Any other advice before I start the install?


----------



## rainwater (Sep 21, 2004)

Yorkshireexile said:


> I purchased a Bolt from Amazon and will set it up soon, replacing my Premiere. I rad somewhere that I should call Comcast to disconnect the cable card in the Premiere before installing - and then call again to activate it in the Bolt. Is this correct?
> 
> Is there any way to migrate all my one pass settings from the Premier to the Bolt without doing it manually?
> 
> ...


online.tivo.com will let you transfer your OnePasses and you can even initiate transfers of the recordings from there if you want. I see no reason to call Comcast twice. Just make sure to tell them to remove the old pairing first before they pair it to the new one or it will probably fail.

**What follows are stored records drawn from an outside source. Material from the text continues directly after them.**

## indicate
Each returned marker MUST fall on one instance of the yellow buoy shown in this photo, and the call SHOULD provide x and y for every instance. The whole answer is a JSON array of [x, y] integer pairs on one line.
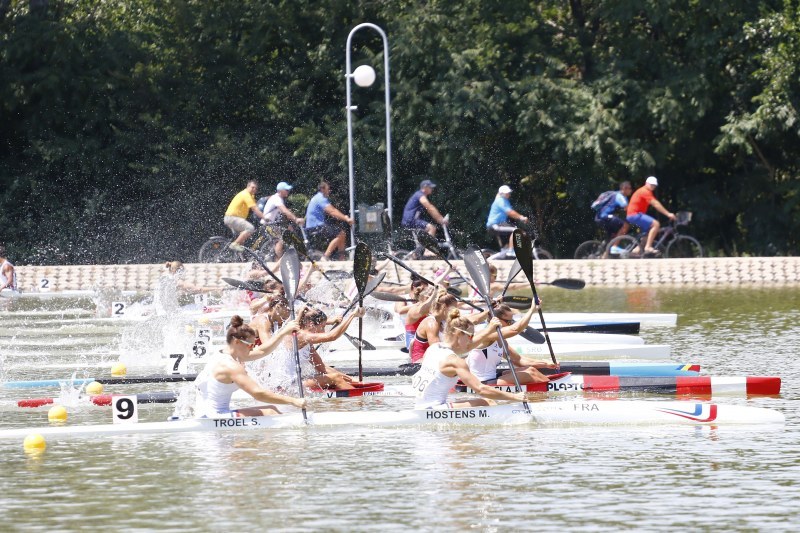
[[94, 388], [34, 443]]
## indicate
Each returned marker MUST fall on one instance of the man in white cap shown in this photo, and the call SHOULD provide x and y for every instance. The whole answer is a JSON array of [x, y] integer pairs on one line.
[[637, 212], [498, 224], [277, 215], [414, 209]]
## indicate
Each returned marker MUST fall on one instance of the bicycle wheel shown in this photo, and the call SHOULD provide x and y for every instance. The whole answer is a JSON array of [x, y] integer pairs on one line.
[[541, 254], [215, 250], [623, 247], [590, 250], [684, 246]]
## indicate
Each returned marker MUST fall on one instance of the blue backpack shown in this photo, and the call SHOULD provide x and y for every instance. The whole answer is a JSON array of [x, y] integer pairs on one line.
[[605, 199]]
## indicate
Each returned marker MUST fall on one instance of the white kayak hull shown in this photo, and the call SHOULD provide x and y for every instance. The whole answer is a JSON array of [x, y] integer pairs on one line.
[[562, 351], [557, 413]]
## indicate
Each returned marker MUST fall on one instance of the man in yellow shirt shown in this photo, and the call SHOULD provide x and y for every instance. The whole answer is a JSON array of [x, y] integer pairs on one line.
[[236, 214]]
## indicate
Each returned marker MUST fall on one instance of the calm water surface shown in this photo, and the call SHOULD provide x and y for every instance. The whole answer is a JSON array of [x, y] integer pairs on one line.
[[486, 479]]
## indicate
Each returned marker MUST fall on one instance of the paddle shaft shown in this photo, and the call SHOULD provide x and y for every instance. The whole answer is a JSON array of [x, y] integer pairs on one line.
[[297, 360], [429, 282]]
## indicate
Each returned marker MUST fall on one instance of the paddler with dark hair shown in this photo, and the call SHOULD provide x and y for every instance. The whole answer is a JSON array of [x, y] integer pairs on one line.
[[487, 353], [226, 374], [444, 365]]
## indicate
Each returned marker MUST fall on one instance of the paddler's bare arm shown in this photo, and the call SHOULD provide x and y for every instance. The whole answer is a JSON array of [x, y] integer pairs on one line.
[[270, 343], [251, 387], [471, 381]]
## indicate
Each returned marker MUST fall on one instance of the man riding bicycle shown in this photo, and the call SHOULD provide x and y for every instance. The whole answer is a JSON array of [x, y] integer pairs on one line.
[[606, 217], [498, 226], [414, 209], [637, 213], [277, 215], [318, 207], [236, 215]]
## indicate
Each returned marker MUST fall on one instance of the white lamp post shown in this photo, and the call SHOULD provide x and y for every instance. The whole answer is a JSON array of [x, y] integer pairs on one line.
[[364, 76]]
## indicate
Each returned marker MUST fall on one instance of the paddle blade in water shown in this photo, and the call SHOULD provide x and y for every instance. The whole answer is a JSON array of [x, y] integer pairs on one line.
[[373, 283], [362, 263], [290, 272], [388, 297], [478, 270]]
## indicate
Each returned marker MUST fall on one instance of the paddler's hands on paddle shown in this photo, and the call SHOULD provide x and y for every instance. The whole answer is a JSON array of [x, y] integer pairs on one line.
[[300, 403]]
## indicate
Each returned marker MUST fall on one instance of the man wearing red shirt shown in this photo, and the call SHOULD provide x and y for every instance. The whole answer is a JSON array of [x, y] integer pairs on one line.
[[637, 212]]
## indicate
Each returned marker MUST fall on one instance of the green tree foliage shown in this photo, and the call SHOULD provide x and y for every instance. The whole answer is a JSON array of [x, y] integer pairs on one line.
[[128, 126]]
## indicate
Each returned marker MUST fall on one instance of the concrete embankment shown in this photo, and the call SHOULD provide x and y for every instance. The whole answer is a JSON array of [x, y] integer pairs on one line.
[[631, 272]]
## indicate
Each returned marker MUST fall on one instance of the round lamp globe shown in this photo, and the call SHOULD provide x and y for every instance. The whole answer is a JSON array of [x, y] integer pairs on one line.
[[364, 76]]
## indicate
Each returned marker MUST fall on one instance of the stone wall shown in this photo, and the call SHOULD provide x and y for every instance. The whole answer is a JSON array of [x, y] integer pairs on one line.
[[706, 271]]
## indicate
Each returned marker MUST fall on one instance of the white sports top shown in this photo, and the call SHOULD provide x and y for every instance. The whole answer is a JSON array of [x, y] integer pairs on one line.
[[213, 397], [430, 385], [4, 279], [483, 362]]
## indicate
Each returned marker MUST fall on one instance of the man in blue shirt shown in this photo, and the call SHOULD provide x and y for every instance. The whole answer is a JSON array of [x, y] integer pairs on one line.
[[605, 217], [498, 224], [317, 225], [415, 207]]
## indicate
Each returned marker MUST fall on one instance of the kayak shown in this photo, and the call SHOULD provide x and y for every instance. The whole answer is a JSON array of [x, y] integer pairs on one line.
[[557, 413], [594, 368], [680, 386], [360, 389]]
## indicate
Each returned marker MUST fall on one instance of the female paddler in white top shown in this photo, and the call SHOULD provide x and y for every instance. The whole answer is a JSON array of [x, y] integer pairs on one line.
[[487, 352], [226, 374], [444, 365]]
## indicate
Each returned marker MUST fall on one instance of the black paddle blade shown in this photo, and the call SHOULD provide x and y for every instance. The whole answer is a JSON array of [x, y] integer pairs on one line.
[[524, 252], [533, 336], [518, 302], [572, 284], [373, 283], [515, 269], [430, 243], [290, 272], [389, 297], [291, 239], [362, 264], [478, 270]]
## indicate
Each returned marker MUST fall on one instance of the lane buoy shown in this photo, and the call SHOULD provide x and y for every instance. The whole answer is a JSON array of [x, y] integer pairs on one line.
[[94, 388], [34, 443], [57, 413]]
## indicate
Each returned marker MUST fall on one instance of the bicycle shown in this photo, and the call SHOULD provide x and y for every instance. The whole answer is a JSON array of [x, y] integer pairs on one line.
[[217, 249], [669, 241], [445, 245]]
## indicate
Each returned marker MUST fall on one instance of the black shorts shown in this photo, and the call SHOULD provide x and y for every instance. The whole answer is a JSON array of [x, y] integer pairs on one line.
[[611, 224], [326, 231]]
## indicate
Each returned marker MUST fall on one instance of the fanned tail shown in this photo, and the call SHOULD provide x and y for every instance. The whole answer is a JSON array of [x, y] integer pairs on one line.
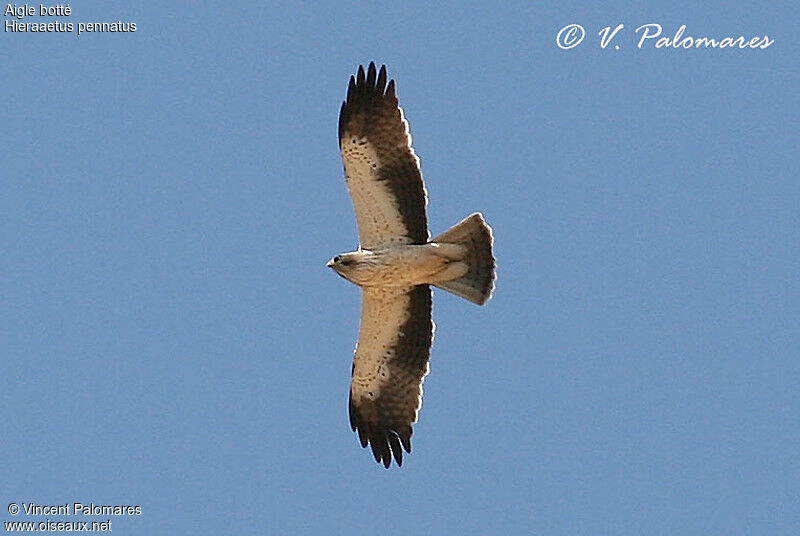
[[478, 283]]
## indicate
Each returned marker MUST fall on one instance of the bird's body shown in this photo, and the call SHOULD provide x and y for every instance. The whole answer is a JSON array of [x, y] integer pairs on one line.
[[395, 265], [403, 266]]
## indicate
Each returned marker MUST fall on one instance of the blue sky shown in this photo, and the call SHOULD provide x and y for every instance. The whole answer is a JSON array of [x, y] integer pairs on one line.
[[171, 337]]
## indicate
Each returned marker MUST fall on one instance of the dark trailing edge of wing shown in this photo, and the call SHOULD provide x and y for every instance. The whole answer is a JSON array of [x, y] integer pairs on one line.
[[371, 111], [385, 422]]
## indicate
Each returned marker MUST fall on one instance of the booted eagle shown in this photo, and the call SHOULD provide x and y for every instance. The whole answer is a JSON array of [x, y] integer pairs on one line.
[[395, 265]]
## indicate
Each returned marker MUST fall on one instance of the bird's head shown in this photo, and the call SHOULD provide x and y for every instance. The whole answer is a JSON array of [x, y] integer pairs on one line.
[[352, 266]]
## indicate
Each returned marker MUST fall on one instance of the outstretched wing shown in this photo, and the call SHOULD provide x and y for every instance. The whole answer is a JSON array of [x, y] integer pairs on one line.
[[390, 364], [382, 171]]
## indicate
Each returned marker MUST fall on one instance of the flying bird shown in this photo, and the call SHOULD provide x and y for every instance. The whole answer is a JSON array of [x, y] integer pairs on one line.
[[395, 265]]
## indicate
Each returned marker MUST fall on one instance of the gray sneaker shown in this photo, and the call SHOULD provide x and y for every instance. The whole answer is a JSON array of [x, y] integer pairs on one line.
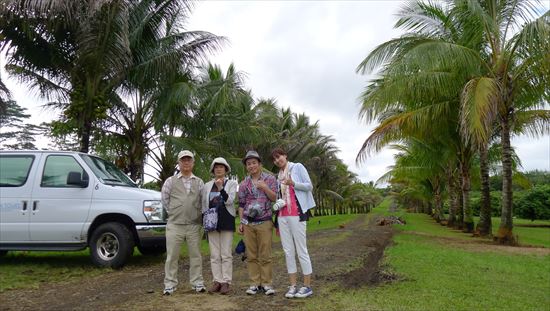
[[292, 290], [169, 291], [252, 290], [199, 288], [268, 290], [304, 292]]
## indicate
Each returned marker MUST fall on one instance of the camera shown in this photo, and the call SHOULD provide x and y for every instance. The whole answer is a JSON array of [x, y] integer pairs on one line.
[[280, 203], [254, 210]]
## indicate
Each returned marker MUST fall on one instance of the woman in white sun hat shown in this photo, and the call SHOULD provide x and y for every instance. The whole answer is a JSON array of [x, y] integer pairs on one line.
[[220, 193], [294, 210]]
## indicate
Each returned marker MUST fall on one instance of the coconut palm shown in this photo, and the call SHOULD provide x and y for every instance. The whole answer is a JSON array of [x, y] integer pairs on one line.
[[94, 47], [514, 85], [447, 36]]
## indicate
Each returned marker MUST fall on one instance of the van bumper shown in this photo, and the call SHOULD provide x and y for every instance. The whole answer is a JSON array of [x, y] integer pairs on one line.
[[151, 235]]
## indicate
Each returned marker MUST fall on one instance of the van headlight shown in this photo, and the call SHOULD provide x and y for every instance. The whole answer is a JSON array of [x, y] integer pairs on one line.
[[153, 211]]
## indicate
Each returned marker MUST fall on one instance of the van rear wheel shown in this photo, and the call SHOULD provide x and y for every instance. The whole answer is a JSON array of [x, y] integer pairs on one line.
[[111, 245]]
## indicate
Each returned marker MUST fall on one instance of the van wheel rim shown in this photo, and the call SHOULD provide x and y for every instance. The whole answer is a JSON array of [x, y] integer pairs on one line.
[[107, 246]]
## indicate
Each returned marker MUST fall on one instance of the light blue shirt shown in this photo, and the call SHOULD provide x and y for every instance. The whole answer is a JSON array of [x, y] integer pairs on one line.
[[302, 185]]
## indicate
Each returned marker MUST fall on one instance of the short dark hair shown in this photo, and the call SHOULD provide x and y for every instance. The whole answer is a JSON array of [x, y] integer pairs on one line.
[[277, 152]]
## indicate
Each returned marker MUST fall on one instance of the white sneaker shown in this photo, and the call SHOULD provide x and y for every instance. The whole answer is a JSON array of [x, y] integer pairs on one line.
[[268, 290], [169, 291], [304, 292], [252, 290], [200, 288], [292, 290]]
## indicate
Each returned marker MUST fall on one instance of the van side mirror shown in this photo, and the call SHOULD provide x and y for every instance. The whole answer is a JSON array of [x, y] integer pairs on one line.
[[75, 179]]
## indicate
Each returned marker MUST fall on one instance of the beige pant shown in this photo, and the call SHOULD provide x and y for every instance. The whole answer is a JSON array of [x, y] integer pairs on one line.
[[221, 259], [175, 236], [257, 239]]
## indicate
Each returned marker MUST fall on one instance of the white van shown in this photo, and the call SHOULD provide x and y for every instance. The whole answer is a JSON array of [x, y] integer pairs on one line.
[[62, 200]]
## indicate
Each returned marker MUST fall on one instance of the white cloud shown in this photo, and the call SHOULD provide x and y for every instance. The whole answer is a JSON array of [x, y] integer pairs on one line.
[[304, 54]]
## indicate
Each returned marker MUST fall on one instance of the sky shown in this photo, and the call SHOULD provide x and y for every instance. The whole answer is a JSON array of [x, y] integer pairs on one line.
[[304, 54]]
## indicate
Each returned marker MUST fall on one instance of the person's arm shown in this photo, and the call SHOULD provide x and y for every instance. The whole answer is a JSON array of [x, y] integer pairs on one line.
[[304, 183], [242, 204], [205, 198], [201, 188], [229, 192], [269, 187], [165, 193]]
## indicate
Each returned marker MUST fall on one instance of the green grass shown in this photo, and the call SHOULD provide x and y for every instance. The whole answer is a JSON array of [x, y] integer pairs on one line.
[[439, 276], [24, 269]]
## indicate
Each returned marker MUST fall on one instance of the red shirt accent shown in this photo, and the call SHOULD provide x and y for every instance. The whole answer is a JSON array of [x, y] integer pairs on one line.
[[293, 206]]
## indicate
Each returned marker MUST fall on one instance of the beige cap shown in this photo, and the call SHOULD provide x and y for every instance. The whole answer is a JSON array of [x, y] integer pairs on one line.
[[186, 153], [251, 155], [220, 160]]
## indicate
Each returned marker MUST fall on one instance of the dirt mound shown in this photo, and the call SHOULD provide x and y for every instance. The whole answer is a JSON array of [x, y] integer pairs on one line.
[[348, 255]]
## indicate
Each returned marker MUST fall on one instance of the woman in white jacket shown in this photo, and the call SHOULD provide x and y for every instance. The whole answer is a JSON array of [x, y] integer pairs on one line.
[[220, 241], [296, 200]]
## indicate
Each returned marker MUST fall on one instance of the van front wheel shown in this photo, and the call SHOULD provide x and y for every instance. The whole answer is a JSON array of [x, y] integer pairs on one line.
[[111, 245]]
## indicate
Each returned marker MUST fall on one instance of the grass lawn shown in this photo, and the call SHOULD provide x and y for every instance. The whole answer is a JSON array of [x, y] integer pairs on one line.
[[23, 269], [437, 272]]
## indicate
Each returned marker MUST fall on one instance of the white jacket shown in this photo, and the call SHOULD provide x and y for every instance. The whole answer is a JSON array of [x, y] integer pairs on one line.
[[302, 185], [230, 188]]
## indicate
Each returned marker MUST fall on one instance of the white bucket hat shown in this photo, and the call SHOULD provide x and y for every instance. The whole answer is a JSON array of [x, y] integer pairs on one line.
[[222, 161]]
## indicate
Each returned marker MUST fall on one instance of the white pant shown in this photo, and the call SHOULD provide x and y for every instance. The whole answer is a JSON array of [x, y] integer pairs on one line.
[[293, 240], [175, 236], [221, 259]]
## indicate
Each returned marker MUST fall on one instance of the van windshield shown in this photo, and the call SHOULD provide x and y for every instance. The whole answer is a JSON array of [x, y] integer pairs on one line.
[[107, 172]]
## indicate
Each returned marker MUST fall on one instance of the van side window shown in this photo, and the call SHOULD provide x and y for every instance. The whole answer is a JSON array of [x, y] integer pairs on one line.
[[57, 169], [14, 170]]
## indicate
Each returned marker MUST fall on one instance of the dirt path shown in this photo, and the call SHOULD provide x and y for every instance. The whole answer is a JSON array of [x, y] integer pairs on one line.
[[347, 255]]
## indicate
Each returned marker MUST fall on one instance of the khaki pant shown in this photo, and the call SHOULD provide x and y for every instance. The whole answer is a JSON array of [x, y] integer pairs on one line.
[[175, 236], [293, 240], [257, 239], [221, 259]]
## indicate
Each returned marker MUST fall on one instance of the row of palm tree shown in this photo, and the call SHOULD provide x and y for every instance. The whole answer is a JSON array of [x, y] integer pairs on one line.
[[464, 74], [133, 86]]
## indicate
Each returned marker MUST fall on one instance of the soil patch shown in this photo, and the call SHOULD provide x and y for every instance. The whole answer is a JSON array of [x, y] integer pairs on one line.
[[349, 255], [484, 245]]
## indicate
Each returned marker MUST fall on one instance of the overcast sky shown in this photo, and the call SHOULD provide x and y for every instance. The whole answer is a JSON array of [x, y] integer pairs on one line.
[[304, 54]]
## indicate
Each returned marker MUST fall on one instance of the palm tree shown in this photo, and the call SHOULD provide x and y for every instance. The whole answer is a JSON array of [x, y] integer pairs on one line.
[[94, 48], [445, 39], [513, 86]]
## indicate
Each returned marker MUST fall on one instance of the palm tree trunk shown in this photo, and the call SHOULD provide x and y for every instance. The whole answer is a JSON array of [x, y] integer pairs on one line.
[[484, 227], [467, 208], [460, 209], [453, 201], [85, 137], [438, 215], [504, 234]]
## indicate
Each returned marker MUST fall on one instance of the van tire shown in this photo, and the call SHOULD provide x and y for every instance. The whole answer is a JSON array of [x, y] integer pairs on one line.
[[152, 250], [111, 245]]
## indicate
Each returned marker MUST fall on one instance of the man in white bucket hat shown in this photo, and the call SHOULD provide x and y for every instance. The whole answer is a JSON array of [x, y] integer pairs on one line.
[[220, 193], [181, 196]]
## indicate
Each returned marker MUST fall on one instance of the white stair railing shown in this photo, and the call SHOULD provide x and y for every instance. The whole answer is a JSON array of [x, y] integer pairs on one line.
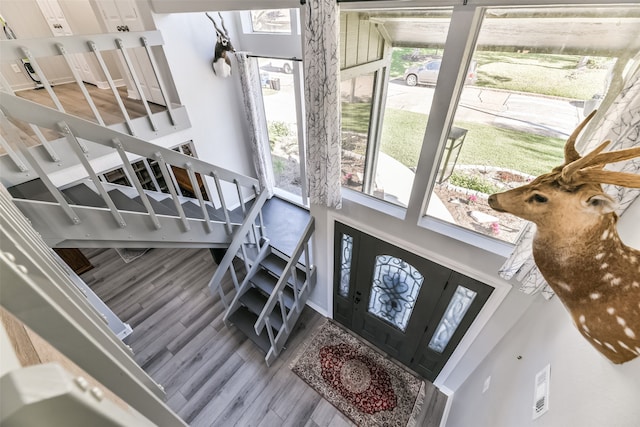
[[125, 45]]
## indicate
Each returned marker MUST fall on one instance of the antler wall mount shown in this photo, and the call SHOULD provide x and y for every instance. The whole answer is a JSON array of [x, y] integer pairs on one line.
[[577, 247]]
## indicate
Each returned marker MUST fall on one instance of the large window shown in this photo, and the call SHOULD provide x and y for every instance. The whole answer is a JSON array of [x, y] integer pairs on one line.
[[280, 103], [271, 21], [538, 71], [384, 113]]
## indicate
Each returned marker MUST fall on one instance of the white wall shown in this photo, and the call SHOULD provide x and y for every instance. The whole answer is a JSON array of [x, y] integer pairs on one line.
[[586, 389], [214, 104]]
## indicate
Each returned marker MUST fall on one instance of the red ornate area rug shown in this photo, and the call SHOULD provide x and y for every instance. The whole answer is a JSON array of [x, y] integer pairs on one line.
[[364, 385]]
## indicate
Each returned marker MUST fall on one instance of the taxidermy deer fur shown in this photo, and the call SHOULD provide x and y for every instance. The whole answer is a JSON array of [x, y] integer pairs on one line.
[[577, 248], [221, 63]]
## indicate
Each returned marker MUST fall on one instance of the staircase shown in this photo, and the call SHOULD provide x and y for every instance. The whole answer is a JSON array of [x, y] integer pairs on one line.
[[265, 303], [270, 299]]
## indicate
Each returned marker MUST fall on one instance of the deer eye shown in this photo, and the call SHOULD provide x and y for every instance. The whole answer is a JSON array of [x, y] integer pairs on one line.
[[538, 198]]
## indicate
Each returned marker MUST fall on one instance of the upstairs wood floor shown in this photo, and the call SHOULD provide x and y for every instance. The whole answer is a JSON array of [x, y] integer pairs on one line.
[[213, 375]]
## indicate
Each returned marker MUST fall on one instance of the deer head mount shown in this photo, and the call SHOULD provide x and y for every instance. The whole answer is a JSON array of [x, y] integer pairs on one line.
[[577, 247], [221, 63]]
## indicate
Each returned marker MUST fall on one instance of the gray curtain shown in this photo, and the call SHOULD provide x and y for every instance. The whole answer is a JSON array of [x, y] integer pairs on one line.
[[256, 119], [322, 101], [620, 123]]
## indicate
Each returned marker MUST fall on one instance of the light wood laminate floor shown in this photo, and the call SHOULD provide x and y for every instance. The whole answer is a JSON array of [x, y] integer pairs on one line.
[[213, 375], [74, 102]]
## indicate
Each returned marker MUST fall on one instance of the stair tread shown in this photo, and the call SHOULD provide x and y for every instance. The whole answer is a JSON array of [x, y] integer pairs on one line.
[[267, 282], [255, 302], [244, 320], [159, 207], [276, 265], [124, 202], [191, 210], [84, 196]]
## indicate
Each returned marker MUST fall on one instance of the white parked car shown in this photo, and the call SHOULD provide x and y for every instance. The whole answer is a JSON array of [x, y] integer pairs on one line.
[[282, 65]]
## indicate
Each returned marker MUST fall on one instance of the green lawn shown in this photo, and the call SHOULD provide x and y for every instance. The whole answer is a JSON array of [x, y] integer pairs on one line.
[[403, 132]]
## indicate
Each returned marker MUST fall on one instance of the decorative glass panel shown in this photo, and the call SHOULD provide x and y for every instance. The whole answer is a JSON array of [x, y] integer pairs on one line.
[[395, 288], [456, 310], [345, 265]]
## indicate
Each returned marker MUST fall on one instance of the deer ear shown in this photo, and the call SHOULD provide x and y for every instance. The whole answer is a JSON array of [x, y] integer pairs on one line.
[[600, 203]]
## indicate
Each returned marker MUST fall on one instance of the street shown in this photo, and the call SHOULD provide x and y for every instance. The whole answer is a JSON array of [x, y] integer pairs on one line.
[[528, 113]]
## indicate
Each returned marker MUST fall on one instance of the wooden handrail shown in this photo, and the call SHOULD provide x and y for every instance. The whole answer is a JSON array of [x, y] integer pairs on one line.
[[282, 282]]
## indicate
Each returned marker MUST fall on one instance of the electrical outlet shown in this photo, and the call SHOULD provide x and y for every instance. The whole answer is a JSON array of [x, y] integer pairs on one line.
[[487, 382]]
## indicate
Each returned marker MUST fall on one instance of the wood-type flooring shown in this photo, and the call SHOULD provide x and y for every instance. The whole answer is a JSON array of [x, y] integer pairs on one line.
[[212, 374]]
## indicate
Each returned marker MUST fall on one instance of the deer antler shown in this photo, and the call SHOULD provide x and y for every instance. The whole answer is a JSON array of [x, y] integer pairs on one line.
[[599, 176], [214, 22], [222, 22], [582, 162], [570, 152], [589, 168]]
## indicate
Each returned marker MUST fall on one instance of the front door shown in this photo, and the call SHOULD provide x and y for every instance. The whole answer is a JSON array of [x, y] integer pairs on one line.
[[411, 308]]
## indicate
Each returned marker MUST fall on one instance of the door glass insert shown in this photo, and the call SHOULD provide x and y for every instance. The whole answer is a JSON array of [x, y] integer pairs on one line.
[[345, 265], [452, 317], [394, 290]]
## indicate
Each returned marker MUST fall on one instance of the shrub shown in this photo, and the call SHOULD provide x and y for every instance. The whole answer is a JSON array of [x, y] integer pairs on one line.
[[278, 130]]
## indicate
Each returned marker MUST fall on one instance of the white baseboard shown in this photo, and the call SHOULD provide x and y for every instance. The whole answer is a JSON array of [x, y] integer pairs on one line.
[[447, 406], [319, 309]]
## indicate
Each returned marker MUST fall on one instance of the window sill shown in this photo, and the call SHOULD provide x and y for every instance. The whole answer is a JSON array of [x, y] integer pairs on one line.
[[466, 236], [374, 203]]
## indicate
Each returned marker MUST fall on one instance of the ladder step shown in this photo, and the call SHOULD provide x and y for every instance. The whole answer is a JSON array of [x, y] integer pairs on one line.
[[123, 202], [255, 301], [276, 265], [244, 320], [267, 282]]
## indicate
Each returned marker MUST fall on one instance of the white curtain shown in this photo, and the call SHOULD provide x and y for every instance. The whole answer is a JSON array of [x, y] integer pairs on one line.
[[257, 121], [620, 124], [322, 100]]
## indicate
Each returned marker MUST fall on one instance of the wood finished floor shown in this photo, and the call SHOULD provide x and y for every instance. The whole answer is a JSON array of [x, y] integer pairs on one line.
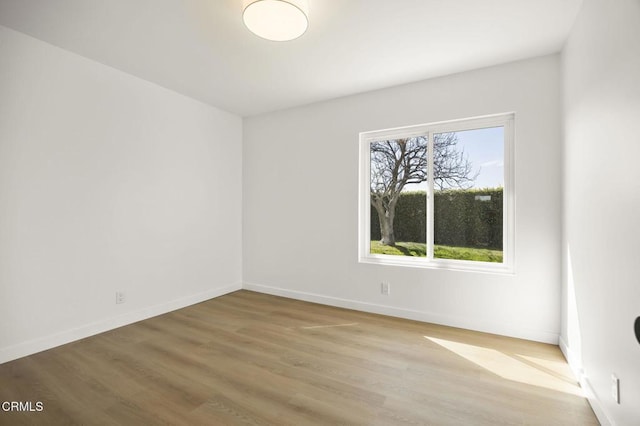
[[250, 358]]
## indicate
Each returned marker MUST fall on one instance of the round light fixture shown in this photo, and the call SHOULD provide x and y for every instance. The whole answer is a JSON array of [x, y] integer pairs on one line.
[[277, 20]]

If it were me, I would set the new box up without the cablecard installed. Verify it is working. Then install the card and get Comcast to unpair and re-pair the cablecard. Activate the box. Then you can transfer your onepasses and recordings after the activation is complete (it can take up to a day but usually forcing connections on both boxes will speed it up).


----------



## reneg (Jun 19, 2002)

When I went from Premiere to Roamio Pro, I only called Comcast once to re-pair the cablecard to the Roamio Pro. Call the Comcast Cablecard hotline, not the general support number.

Migration of Season Passes - You can use online.tivo.com. I used kmttg to first back up my season passes on the Premiere, then I used kmttg to migrate season passes to my Roamio Pro.

I still have my Premiere without a cablecard connected to my home network, requires active or lifetime subscription.


----------



## Yorkshireexile (May 28, 2003)

Thanks. I had been assuming that the cable card had to be in my Premiere for Comcast to unfair it, then in the Bolt for them to pair it - but I am guessing that this is not the case and that they can unfair and repair it while it is in the Bolt - is this so?

I was surprised to find no sort of installation instructions at all in the box, fortunately all is on the web and this being my fourth TiVo it is getting to be straightforward.

Currently going through guided setup with no cable card in.


----------



## rainwater (Sep 21, 2004)

Yorkshireexile said:


> Thanks. I had been assuming that the cable card had to be in my Premiere for Comcast to unfair it, then in the Bolt for them to pair it - but I am guessing that this is not the case and that they can unfair and repair it while it is in the Bolt - is this so?


Comcast doesn't need any info to unpair it. They should just process the unpairing before pairing with the new box. You just need to have it installed in the new Bolt when you call in to get the info.


----------